As was to have been expected, Eduard Nalbandian and Elmar Mammadyarov,
heads of the foreign ministries of Armenia and Azerbaijan, issued
contrasting statements after the summit, placing the responsibility
for the breakdown of the negotiations on the other side. Nalbandyan
said that Azerbaijan was not prepared to accept the version of the
core principles of a Karabakh settlement presented by the co-chairmen,
offering too many amendments. In response, Mammadyarov counseled his
Armenian counterpart not to "indulge in PR but to work intensively
on changing the current negative status quo, for which the leaders
of the co-chairmen of the Minsk Group are calling."

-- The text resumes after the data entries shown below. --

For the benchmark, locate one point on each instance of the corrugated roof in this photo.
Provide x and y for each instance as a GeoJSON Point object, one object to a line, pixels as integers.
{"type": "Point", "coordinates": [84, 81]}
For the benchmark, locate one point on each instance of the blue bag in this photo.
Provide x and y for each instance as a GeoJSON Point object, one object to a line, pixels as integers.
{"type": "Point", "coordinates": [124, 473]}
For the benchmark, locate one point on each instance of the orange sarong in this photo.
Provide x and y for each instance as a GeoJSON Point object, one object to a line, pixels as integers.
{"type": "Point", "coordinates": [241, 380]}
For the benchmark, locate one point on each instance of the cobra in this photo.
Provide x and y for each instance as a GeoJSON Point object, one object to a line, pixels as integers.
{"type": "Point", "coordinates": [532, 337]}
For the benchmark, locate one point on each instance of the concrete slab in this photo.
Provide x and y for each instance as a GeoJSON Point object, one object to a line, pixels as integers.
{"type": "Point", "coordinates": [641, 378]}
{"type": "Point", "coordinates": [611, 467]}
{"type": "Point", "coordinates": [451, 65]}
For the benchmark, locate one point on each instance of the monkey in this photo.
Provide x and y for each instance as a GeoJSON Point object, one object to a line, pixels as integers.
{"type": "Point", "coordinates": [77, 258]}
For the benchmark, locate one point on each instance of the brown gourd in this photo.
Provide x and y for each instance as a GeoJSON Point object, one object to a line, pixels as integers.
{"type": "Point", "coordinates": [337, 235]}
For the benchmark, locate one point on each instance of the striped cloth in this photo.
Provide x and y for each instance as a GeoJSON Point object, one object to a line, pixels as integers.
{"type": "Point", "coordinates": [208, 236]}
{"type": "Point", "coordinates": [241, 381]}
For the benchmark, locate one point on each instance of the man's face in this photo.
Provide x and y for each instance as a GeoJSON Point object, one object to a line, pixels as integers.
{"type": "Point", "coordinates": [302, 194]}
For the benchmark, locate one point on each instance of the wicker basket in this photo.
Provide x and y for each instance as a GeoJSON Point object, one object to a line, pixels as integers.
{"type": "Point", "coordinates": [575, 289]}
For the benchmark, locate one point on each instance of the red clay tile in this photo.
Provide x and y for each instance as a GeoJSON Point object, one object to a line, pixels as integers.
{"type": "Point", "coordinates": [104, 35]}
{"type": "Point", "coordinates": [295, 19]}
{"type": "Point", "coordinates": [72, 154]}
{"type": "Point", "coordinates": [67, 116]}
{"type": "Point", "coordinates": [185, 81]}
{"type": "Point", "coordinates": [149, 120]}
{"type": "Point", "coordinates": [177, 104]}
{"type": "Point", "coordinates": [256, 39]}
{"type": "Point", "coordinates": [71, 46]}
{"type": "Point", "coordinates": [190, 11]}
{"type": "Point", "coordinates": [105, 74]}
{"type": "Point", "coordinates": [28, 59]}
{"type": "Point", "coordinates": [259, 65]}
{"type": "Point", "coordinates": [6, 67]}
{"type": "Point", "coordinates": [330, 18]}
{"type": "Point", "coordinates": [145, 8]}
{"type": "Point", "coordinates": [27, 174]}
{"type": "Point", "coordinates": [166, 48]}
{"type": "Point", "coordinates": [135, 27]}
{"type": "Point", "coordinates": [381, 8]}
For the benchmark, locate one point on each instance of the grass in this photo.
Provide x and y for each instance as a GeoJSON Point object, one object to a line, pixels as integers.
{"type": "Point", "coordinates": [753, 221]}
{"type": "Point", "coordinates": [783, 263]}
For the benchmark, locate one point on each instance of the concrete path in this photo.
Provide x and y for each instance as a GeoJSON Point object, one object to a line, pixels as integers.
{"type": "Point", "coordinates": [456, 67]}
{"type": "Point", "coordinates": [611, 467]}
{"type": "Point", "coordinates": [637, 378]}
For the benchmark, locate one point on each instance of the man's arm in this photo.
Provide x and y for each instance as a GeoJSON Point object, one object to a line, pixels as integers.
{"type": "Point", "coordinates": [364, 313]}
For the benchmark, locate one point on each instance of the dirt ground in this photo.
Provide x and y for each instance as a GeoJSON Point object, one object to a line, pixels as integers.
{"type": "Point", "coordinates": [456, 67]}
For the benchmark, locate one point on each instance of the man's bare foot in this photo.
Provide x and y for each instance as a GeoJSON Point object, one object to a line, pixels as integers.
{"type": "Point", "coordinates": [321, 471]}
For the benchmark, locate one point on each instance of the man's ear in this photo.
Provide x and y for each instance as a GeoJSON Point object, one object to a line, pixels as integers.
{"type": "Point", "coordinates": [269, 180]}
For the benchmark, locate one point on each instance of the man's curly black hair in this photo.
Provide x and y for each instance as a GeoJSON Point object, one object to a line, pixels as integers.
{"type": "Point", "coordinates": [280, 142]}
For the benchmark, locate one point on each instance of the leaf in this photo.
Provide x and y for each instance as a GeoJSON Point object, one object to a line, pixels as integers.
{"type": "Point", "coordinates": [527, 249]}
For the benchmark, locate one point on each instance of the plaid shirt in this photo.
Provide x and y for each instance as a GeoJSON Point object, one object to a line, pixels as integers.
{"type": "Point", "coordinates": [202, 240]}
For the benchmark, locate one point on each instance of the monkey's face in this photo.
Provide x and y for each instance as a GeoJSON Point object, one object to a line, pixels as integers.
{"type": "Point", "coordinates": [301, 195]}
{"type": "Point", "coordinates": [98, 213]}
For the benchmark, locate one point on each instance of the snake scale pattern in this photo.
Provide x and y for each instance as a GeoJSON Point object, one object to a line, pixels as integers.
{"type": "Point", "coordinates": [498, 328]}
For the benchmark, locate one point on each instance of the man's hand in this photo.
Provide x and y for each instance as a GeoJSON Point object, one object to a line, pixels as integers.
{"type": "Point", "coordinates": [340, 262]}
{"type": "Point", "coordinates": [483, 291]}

This exchange of "courtesies" of the two ministers and also the
strictest confidentiality of the negotiations of the presidents gave
rise to ambiguous expert assessments of the results of the Kazan
summit. For example, the diplomat Vafa Guluzade, who is well versed in
the nuances of the negotiating process, considers the mediators, who
are not demanding that Yerevan withdraw its troops from the occupied
Azerbaijani territories, to blame for the delay in a resolution of
the problem. "Armenia, on the other hand, seeing such tacit support,
is increasingly stiffening its position," Guluzade said. He called
attention here to the fact that Moscow intends to transfer some of
the arms from the Russian base in Gyumri to Armenia, the second
co-chairman--the United States--continues to fund this republic,
and the third--France--already calls Armenia its sister. All this
is undoubtedly instilling in Armenia confidence. In response to a
question as to whether after this war were possible, Guluzade observed:
"We cannot oppose world powers. We need, therefore, to wait for a
suitable geopolitical situation, and this will necessarily come,
and to continue to arm in parallel."
Armenia had no particular expectations of the Kazan meeting, as
a matter of fact. The critics of President Serzh Sargsyan and of
his policy were probably the most upset. Even before the meeting
they attacked the Armenian leader and his team in advance for their
willingness to make impermissible concessions. Sargsyan's speech in
Strasbourg at a regular session of the Parliamentary Assembly of the
Cou ncil of Europe on 21 June, in which he acted the part of a kind of
peacemaker prepared to constructively settle all contradictions--both
domestic, and foreign, policy--lent substance to such criticism to
some extent. But the unprecedentedly vague (even for the traditionally
unproductive Karabakh settlement negotiations) wording deprived the
critics of reasons for an escalation of the attacks on the present
authorities' foreign policy. Except, perhaps, for the opposition
Armenian National Congress (ANC) led by Levon Ter-Petrosyan, the
Republic of Armenia's first president, which attempted to voice
unhappiness with the results of the Kazan meeting.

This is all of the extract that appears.